Tre anni di lavorazione, più di 2600 ore di girato all’interno di un distretto industriale che conta circa 20000 officine tessili, per un film di oltre tre ore e mezza che è solo il primo episodio di un progetto in quattro capitoli. Questi sono alcuni dei numeri del nuovo documentario di Wang Bing, uno che da sempre lavora per accumulo, creando opere che affastellano immagini in maniera estenuante e senza sosta. E che a questo enorme sovrapporsi di materiale chiede di produrre senso, di coprirsi di valore testimoniale – in senso politico oltre che sociale – ma anche di far emergere emozioni e sensazioni.
Youth (Spring) è un altro film sul lavoro, girato nel complesso industriale di Zhilizhen a un centinaio di chilometri a ovest di Shanghai, nella Cina orientale. Si tratta di un luogo molto particolare, che Wang ha trovato quasi per caso e del quale ha compreso fin da subito la specificità. Zhilizhen rappresenta infatti uno dei pochissimi casi di impresa privata di tutta la Cina: un sistema di produzione sul quale lo stato non ha alcun controllo e dove le forme di finanziamento non passano attraverso le banche (statali), ma sono regolate dalla domanda e dalle leggi del mercato. In sostanza una filiera dove nessuno viene pagato (fornitori, imprenditori, operai) fino a che i prodotti non sono venduti al dettaglio. Nel momento in cui si ottengono i ricavi questi vengono ridistribuiti a tutti coloro che hanno avuto una parte nella produzione. Ciò comporta che i lavoratori – che sono tutti stagionali, perché la produzione va da febbraio a giugno (da cui il titolo del film) e arrivano da ogni parte del paese – non vedano un soldo fino a molto dopo aver smesso di lavorare. E restino quindi “prigionieri” negli enormi casermoni che punteggiano la labirintica pianta di Zhilizhen, passando il tempo nei modi più disparati: soprattutto lavorando ovviamente – i turni vanno dalle 8 alle 23 con due ore di pausa per mangiare – ma anche dormendo, giocando, flirtando, litigando, discutendo, gironzolando per i dormitori o per le strade tutte uguali del distretto…

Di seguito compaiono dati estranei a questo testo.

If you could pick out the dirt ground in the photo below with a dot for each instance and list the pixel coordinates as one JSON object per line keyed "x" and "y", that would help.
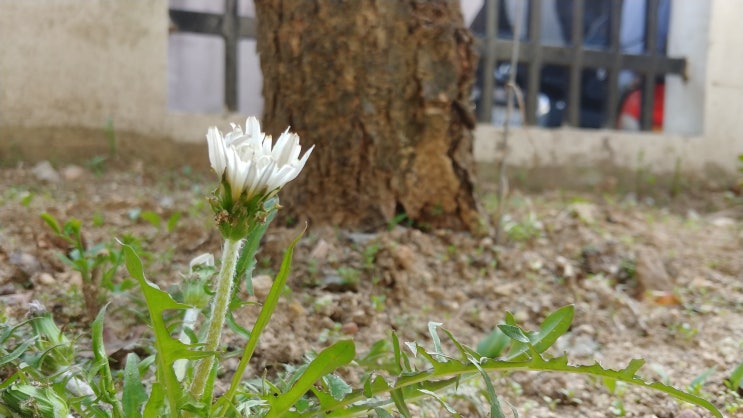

È qui che Wang inserisce il suo film. Quello che fa è infatti osservare con discrezione queste donne e questi uomini, tutti ragazzi giovanissimi – fra i 20 e i 22 anni – mentre vivono una vita alienata, ripetitiva e senz’altra ambizione che non sia quella di racimolare più denaro possibile per tentare la fortuna da un’altra parte. Le loro vite consacrate (sacrificate) al profitto sembrano la metafora perfetta per comprendere la Cina di oggi: un luogo in cui l’ideale collettivista sul quale è regolata la società si amalgama in modo sempre più indistinguibile alle logiche del capitale. Dando vita a una distorsione sociale vertiginosa che denota spiccati tratti di mostruosità. La scelta del regista di chiudere il quadro, filmare prevalentemente in interni e stringere i personaggi in uno spazio ricolmo di macchine da lavoro, panche, tavoli, letti e soprattutto merce rende perfettamente questo concetto. I corpi dei lavoratori sommersi e resi quasi indistinguibili dalle montagne di merci, nel caso specifico tessuti – alcuni lavorati altri ancora grezzi – rappresentano un’immagine perfetta degli eccessi delle politiche neoliberiste dentro un sistema strutturalmente non ancora pronto ad accoglierle.
Quello di Wang è quindi molto più di uno spaccato sociale o di un reportage, come è stato detto da molte parti, è un vero e proprio viaggio immersivo – di cui Youth (Spring) è, lo ribadiamo, solo l’inizio – dentro un luogo cruciale della nostra contemporaneità. Una discesa agli inferi del presente che viviamo e che, come molto di quello che ci circonda, se osservato dalla prospettiva cinese, lascia ancora più sgomenti.